Why do regexes and string literals use different escape sequences? - regex

The handling of escape sequences varies across languages and between string literals and regular expressions. For example, in Python the \s escape sequence can be used in regular expressions but not in string literals, whereas in PHP the \f form feed escape sequence can be used in regular expressions but not in string literals.
In PHP, there is a dedicated page for PCRE escape sequences (http://php.net/manual/en/regexp.reference.escape.php) but it does not have an official list of escape sequences that are exclusive to string literals.
As a beginner in programming, I am concerned that I may not have a full understanding of the background and context of this topic. Are these concerns valid? Is this an issue that others are aware of?
Why do different programming languages handle escape sequences differently between regular expressions and string literals?

The escape sequences found in string literals are there to stop the programing language from getting confused. For example, in many languages a string literal is denoted as characters between quotes, like so
my_string = 'x string'
But if your string contains a quote character then you need a way to tell the programming language that this should be interpreted as a literal character
my_string = 'x's string' # this will cause bugs
my_string = 'x\'s string' # lets the programing language know that the internal quote is literal and not the end of the string
I think that most programing languages have the same set of escape sequences for string literals.
Regexes are a different story, you can think of them as their own separate language that is written as a string literal. In a regex some characters like the period (.) have a special meaning and must be escaped to match their literal counterpart. Whereas other characters, when preceded by a backslash allow those characters to have special meaning.
For example
regex_string = 'A.C' # match an A, followed by any character, followed by C
regex_string = 'A\.C' # match an A, followed by a period, followed by C
regex_string = 'AsC' # match an A, followed by s, followed by C
regex_string = 'A\sC' # match an A, followed by a space character, followed by C
Because regexes are their own mini-language it doesn't make sense that all of the escape sequences in regexes are available to normal string literals.

Regular expressions are best thought of as a language in themselves, which have their own syntax. Some programming languages offer a literal syntax specifically for describing a regex, but usually a regex will be compiled from an existing string. If you create that string from literal syntax, that uses a different set of escape sequences because it is a different kind of thing, created with a different syntax, for a different context, in a different language. That's the simple and direct answer to the question.
There are different needs and requirements. Regexes have to be able to describe things that aren't a single, specific sequence of text. String literals obviously don't have that problem, but they do need a way to, say, include quotation marks in the text.
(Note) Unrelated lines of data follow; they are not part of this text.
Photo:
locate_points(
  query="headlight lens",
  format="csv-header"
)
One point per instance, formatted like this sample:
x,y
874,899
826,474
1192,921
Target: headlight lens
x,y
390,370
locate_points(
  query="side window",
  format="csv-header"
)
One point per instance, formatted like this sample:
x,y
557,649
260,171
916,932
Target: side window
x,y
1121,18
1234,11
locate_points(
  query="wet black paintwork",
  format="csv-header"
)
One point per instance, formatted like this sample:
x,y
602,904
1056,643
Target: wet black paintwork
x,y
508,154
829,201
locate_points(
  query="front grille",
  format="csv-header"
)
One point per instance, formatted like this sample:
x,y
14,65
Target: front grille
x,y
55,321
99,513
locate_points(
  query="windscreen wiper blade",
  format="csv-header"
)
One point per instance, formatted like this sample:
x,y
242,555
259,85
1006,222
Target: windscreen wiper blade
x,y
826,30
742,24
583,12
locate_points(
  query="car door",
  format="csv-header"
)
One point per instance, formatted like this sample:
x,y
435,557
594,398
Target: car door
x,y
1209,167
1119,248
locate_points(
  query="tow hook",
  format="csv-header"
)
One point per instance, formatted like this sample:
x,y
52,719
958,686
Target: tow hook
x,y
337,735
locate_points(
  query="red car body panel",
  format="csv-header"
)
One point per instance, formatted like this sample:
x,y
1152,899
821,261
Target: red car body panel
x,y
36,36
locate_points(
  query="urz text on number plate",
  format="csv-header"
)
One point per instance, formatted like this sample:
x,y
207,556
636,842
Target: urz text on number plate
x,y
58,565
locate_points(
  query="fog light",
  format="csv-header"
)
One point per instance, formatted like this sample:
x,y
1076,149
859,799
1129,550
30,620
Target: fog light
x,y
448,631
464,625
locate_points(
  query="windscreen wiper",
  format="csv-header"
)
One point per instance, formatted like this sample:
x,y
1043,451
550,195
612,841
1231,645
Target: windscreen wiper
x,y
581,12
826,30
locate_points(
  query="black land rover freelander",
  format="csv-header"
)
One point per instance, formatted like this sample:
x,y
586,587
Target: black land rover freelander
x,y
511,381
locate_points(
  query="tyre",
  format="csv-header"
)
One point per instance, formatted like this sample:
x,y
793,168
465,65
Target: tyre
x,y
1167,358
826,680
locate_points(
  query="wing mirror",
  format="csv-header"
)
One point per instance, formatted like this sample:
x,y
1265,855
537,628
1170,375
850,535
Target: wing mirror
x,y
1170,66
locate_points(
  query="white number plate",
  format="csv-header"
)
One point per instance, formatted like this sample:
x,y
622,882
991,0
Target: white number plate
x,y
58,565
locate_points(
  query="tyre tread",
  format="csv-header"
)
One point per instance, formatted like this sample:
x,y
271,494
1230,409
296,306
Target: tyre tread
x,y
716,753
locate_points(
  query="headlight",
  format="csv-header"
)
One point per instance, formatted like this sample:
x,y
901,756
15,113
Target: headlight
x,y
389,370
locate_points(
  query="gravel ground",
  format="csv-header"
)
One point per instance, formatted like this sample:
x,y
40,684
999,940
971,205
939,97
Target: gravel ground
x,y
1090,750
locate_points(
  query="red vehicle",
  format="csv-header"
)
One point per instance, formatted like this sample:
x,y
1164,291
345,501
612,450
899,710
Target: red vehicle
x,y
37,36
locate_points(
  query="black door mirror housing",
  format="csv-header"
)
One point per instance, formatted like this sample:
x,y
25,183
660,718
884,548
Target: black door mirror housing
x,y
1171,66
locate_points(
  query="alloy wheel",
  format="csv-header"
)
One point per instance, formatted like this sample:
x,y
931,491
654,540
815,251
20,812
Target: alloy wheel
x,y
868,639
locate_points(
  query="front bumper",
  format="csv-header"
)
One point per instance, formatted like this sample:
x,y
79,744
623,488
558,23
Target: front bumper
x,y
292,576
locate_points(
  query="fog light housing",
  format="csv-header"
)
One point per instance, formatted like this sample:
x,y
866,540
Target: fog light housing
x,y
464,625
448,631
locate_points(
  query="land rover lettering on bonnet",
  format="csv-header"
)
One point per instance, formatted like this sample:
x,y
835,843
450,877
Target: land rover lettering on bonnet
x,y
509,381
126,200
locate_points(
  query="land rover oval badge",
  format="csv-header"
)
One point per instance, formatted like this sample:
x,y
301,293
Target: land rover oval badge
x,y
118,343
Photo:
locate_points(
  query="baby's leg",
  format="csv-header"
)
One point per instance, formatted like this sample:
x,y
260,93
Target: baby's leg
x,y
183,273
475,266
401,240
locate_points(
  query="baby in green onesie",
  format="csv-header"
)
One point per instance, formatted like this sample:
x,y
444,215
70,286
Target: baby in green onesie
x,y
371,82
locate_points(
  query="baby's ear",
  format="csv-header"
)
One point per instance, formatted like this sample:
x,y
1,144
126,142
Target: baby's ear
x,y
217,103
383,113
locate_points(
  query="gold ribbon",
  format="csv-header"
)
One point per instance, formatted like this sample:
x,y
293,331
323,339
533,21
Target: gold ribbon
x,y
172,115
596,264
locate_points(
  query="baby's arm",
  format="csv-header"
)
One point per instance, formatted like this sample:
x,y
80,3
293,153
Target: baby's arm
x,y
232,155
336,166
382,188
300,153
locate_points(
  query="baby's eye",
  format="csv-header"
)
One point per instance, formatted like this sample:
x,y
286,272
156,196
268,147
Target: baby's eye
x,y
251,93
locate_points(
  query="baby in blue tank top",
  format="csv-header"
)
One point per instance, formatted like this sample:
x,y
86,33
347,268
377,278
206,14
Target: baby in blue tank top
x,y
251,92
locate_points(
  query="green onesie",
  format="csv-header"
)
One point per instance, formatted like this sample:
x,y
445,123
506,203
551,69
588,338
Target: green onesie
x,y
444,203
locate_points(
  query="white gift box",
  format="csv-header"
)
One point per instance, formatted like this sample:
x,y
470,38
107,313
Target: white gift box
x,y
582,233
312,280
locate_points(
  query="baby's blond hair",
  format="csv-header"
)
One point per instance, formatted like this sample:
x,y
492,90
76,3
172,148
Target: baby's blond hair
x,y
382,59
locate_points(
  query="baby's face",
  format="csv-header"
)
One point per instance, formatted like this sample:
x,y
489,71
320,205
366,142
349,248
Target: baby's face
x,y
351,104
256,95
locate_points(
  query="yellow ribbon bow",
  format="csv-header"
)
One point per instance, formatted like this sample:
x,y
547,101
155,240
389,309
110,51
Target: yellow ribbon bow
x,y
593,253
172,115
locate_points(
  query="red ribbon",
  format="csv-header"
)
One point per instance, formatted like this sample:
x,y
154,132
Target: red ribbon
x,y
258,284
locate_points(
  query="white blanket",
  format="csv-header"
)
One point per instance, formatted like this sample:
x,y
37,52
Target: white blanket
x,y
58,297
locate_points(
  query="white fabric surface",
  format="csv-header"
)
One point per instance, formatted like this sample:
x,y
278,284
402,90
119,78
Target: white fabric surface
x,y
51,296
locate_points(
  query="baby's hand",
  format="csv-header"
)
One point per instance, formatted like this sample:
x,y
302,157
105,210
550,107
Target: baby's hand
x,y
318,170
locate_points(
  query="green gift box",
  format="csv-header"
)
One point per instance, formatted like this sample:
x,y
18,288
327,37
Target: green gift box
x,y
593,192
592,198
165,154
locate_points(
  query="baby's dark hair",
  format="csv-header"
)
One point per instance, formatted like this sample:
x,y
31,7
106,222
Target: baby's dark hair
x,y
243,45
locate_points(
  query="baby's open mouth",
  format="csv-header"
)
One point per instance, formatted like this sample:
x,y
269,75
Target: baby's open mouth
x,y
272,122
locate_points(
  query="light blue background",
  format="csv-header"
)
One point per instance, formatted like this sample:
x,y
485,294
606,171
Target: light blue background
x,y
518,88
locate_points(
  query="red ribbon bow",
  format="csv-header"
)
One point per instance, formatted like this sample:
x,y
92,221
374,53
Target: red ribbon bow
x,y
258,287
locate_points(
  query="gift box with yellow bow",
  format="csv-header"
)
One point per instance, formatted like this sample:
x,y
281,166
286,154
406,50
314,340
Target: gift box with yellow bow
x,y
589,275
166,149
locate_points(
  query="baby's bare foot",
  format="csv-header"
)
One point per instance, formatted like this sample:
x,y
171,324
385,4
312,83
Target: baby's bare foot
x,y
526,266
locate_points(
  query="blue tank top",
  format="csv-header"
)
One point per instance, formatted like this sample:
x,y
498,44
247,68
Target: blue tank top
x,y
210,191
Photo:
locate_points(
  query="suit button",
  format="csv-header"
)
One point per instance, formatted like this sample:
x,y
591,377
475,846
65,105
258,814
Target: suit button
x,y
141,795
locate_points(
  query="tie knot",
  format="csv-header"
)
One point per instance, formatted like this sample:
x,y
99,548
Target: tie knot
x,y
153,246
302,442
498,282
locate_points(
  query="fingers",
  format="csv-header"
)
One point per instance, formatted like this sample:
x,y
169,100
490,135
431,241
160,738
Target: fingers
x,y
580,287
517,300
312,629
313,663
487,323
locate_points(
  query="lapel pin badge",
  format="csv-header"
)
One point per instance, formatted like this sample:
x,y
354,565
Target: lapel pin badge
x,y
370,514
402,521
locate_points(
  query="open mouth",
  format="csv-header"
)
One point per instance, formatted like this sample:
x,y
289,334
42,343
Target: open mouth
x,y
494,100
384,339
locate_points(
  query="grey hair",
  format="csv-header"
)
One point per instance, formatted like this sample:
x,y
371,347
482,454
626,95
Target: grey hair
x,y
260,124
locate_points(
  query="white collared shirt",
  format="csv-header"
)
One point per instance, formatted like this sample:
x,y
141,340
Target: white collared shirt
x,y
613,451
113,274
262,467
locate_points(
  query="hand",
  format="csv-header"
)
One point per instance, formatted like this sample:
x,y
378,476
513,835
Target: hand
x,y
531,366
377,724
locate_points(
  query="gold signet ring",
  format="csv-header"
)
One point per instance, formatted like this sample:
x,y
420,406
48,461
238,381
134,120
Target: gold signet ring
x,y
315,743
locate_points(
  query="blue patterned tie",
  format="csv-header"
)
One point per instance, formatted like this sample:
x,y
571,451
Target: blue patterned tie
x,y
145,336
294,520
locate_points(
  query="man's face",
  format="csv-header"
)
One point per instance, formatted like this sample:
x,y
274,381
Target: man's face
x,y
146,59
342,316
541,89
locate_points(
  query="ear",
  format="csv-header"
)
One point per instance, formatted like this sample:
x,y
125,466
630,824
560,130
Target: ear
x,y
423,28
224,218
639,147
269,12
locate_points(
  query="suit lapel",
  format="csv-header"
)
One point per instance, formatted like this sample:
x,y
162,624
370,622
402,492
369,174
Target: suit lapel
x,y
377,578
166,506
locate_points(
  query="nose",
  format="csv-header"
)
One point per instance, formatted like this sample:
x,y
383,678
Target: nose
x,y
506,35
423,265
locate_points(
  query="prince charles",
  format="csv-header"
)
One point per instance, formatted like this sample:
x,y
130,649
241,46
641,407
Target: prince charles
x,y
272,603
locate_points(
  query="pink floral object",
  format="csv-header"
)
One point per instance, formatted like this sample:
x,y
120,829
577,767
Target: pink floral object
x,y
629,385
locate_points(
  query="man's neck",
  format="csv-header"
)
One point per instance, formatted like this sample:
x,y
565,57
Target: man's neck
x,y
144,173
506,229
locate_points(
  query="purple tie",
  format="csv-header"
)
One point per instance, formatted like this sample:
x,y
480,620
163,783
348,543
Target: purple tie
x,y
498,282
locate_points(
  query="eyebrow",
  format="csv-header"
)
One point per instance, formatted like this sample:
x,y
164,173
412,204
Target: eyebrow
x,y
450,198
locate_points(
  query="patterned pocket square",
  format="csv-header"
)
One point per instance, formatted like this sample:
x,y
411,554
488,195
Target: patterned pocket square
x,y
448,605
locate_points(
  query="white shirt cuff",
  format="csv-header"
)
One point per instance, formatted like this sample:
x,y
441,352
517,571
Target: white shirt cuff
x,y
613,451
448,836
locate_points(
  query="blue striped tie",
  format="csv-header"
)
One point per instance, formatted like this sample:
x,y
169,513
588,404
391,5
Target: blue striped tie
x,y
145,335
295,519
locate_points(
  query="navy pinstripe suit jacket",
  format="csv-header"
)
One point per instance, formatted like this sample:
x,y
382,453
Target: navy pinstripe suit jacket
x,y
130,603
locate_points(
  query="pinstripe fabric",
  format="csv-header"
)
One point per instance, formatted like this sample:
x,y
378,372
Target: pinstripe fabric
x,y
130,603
That usually isn't a problem for regex syntax, because the content of the string is already determined by that point. (Some languages have a "regex literal" syntax, typically enclosing the regex in forward slashes. In these languages, forward slashes that are supposed to be part of the regex need to be escaped.)
Although I understand the obvious (\s represents multiple characters and would introduce ambiguity)
Ambiguity isn't actually a concern for most languages that support regex. It often happens that the string literal syntax and the regex syntax use the same sequence to mean different things. For example: \b represents a word boundary in regex syntax, but many languages' string literal syntax also uses it to represent a backspace character, Unicode code point 8. (Unless you meant that \s to mean "any whitespace character" doesn't make sense in the string literal context but only in the regex context - then yes, of course.)
But keep in mind - if the regex is being compiled from a string literal, then first the string literal is interpreted to figure out what the string actually contains, and then that string is used to create the regex. These are separate steps that can and do apply separate rules, so there is no conflict.
This sometimes means that code has to use a double escaping mechanism: first for the string literal, and then for the regex syntax. If you want a regex that matches a literal backslash, you might end up typing four backslashes in a string literal - since that code will create a string that actually contains only two backslashes, which in turn is what the regex syntax requires. (Some languages offer some kind of "raw" string literal facility to work around this.)

Related

read regular expression from .ini file [duplicate]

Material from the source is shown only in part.